Deutsche Bank, HSBC, KBC, Natixis, Rabobank, Société Générale and UniCredit have signed a Memorandum of Understanding in Brussels to build the DTC, which is based on a supply chain proof-of-concept originated by KBC.
DTC, which won the Efma Accenture Innovation Award for best new product or service of 2016 in October last year, is intended to seamlessly connect the parties involved in a trade transaction (buyer, buyer's bank, seller, seller's bank and transporter), online and via mobile devices, said a statement.

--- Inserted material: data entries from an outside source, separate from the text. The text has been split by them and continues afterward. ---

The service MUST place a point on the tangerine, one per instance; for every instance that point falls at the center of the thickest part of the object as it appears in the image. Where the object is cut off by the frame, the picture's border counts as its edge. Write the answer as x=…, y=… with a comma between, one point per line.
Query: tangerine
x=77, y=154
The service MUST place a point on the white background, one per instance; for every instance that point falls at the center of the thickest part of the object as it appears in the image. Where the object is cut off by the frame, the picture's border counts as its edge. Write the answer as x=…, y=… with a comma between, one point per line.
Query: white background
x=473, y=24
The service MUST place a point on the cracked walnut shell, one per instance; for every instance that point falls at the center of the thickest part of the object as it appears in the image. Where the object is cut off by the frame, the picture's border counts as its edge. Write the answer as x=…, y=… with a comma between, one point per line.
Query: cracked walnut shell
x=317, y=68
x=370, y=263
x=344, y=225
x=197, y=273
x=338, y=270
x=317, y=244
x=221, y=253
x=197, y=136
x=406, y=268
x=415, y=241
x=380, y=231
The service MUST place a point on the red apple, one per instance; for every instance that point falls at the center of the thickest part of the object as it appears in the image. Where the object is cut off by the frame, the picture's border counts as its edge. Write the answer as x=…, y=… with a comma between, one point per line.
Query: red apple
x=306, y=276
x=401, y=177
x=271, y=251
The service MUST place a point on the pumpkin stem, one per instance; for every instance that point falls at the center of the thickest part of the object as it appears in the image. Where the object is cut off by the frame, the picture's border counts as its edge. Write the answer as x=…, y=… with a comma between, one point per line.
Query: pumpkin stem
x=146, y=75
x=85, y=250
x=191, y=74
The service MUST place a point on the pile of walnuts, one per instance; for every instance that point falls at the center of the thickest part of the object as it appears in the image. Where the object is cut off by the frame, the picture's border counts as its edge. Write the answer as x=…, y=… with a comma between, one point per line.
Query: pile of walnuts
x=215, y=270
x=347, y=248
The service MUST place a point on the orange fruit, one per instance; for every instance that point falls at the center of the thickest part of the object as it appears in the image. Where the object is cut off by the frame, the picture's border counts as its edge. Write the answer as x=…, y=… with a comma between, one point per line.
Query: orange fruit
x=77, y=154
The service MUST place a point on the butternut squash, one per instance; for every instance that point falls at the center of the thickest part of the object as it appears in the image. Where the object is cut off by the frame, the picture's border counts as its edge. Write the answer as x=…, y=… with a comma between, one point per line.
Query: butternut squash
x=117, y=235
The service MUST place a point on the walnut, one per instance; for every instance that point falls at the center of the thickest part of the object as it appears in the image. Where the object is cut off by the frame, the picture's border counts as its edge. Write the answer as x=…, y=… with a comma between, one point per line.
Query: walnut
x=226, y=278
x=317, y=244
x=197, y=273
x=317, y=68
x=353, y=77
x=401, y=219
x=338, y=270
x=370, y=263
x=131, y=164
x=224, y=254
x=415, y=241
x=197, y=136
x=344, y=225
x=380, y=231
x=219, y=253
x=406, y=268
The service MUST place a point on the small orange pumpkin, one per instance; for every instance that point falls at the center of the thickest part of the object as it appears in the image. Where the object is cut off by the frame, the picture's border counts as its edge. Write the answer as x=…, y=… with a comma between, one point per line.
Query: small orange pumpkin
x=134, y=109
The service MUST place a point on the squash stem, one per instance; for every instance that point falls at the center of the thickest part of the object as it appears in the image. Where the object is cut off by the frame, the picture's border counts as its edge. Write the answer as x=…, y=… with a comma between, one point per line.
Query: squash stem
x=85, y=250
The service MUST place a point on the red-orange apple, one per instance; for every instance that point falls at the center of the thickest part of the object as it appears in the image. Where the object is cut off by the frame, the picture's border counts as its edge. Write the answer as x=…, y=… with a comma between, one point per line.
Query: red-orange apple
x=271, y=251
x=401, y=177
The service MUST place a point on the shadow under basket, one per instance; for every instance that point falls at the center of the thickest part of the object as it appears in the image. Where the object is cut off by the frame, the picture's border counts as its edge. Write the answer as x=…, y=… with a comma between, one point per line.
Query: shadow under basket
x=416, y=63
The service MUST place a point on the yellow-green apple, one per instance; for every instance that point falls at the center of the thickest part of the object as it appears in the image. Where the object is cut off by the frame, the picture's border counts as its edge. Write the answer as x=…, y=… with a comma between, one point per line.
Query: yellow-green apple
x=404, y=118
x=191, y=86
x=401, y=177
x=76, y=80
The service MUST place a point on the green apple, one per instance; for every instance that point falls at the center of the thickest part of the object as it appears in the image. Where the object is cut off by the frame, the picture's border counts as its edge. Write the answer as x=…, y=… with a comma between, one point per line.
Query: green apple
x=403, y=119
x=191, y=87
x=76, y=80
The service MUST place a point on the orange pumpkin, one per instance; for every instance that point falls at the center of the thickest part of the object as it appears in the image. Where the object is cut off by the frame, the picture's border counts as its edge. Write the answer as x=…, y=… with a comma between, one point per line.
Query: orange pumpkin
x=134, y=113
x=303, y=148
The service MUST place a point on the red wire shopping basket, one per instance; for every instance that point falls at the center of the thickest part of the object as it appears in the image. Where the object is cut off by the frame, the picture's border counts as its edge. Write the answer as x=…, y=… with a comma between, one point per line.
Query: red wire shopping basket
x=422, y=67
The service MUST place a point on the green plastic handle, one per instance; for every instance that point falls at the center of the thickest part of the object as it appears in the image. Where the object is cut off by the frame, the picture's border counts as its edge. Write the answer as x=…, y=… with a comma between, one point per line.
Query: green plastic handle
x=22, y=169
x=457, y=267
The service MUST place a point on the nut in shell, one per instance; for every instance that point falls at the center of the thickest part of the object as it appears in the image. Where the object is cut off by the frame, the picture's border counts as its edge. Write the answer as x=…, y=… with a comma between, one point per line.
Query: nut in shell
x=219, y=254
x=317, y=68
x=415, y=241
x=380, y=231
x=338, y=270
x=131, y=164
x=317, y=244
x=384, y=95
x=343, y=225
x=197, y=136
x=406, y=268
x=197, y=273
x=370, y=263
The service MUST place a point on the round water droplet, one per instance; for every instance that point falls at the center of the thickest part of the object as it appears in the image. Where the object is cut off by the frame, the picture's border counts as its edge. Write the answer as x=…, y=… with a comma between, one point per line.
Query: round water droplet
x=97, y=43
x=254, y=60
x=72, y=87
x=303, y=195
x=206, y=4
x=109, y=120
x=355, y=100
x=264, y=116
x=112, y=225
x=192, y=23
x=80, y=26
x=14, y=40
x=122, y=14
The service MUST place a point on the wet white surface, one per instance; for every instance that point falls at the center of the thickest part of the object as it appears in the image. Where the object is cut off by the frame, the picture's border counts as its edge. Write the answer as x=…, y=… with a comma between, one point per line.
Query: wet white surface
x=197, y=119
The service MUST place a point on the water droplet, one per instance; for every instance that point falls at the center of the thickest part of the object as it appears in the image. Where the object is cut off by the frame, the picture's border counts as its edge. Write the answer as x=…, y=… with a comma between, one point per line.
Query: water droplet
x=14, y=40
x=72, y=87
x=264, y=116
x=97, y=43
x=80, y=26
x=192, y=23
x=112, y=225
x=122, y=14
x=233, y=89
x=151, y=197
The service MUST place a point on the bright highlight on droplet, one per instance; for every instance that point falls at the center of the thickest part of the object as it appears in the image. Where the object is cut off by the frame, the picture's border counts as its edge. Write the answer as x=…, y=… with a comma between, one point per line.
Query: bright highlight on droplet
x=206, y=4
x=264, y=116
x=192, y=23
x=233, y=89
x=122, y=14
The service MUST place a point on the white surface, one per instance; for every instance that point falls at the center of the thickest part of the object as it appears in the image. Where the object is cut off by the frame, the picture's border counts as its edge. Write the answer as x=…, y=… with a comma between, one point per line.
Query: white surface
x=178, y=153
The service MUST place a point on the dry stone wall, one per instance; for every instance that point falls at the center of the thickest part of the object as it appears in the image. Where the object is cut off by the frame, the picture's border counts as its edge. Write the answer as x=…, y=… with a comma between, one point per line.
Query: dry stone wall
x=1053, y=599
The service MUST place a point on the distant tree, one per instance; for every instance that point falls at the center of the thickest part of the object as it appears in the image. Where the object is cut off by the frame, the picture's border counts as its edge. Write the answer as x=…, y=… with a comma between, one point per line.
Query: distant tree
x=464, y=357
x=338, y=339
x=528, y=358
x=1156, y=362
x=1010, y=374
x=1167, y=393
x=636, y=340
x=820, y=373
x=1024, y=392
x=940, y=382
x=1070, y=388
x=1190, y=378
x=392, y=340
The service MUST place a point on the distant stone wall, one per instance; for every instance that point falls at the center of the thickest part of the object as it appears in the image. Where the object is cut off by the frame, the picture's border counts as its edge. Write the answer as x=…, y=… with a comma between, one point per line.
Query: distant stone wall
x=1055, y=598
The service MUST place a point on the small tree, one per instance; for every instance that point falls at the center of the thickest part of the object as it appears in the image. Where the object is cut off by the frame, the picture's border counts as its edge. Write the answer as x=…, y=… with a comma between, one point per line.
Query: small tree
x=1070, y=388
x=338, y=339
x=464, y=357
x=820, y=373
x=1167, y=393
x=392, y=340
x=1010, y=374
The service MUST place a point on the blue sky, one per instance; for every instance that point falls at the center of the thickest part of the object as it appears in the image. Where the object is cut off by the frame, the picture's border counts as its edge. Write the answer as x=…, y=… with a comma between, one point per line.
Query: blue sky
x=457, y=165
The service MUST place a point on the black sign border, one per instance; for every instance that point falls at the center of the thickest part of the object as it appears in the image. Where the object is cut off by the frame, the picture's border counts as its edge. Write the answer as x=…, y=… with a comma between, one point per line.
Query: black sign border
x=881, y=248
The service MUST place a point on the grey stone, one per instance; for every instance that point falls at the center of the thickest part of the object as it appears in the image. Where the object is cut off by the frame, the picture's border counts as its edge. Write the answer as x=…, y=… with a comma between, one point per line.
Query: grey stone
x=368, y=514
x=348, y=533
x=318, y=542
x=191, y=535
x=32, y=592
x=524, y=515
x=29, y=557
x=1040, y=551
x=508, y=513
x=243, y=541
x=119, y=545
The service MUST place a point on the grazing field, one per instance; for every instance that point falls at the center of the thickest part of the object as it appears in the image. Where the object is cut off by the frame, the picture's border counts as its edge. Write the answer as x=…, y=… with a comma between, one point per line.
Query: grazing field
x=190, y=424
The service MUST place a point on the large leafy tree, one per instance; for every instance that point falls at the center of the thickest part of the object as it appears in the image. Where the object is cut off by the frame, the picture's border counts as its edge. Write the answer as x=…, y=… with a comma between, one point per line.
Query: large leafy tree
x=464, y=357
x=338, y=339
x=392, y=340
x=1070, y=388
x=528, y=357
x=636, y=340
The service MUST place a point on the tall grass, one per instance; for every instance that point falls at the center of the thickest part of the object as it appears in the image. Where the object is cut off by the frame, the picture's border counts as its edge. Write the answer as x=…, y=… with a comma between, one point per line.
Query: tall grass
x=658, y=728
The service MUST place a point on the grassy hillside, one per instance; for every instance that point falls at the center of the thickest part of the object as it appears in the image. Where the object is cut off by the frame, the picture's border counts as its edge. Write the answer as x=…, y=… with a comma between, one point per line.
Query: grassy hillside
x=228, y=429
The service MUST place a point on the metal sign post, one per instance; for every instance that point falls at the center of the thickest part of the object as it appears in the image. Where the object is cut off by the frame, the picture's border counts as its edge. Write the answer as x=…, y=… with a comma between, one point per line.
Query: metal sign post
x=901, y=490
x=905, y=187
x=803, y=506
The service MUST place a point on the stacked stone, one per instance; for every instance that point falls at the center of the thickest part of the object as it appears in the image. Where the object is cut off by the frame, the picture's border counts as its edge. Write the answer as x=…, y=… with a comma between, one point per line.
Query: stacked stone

This new product would simplify trade finance processes for SMEs by addressing the challenge of managing, tracking and securing domestic and international trade transactions. Larger companies use documentary credit as a way of reducing the risks involved in doing business. However, documentary credit is not always suitable for SMEs or for companies that prefer open account solutions, wherein goods are shipped and delivered before payment is due, which is typically in 30, 60 or 90 days.
DTC would accelerate the order-to-settlement process and decrease administrative paperwork significantly. The platform's end-to-end transparency would also give SMEs confidence to initiate trade with new partners in their home market or in other European markets, according to a statement.
The consortium would initially focus on building critical mass for DTC in seven European markets: Belgium and Luxembourg (KBC), France (Natixis, Société Générale), Germany (Deutsche Bank, UniCredit), Italy (UniCredit), the Netherlands (Rabobank) and the UK (HSBC).
Vivek Ramachandran, global head of product for HSBC's trade finance business, has previously called for more collaboration among banks doing trade finance, and also other blockchain consortia looking at the space, such as R3 and IBM/Hyperledger.
He said: "I believe trade is the perfect use case for distributed ledger technology. You want transparency, verifiability, and immutability of agreements and information.
The last HSBC proof of concept was focused on the letter of credit. This project is focused on the open account space. Ramachandran explained that for a small company based in Europe (or anywhere else for that matter) trading internationally can be quite daunting and expensive.
"Trade can either be done over a letter of credit, which is complex and expensive and time consuming, or you can trade on open account which has a huge amount of risk, because either the buyer or the seller - one of the counterparties is bearing the risk at any point in time," he said.
Regarding the underlying technology, Ramachandran said: "The phrase 'interoperability of ledgers' is used quite a lot and that's hopefully where we will genuinely go to. You might well have a few different consortia working with different ledgers - as long as the ledgers can talk to each other.
The original KBC proof of concept was done using Ethereum. Asked whether R3's Corda or Hyperledger fabric would likely host DTC blockchain nodes, he said, "actually we haven't made that decision yet".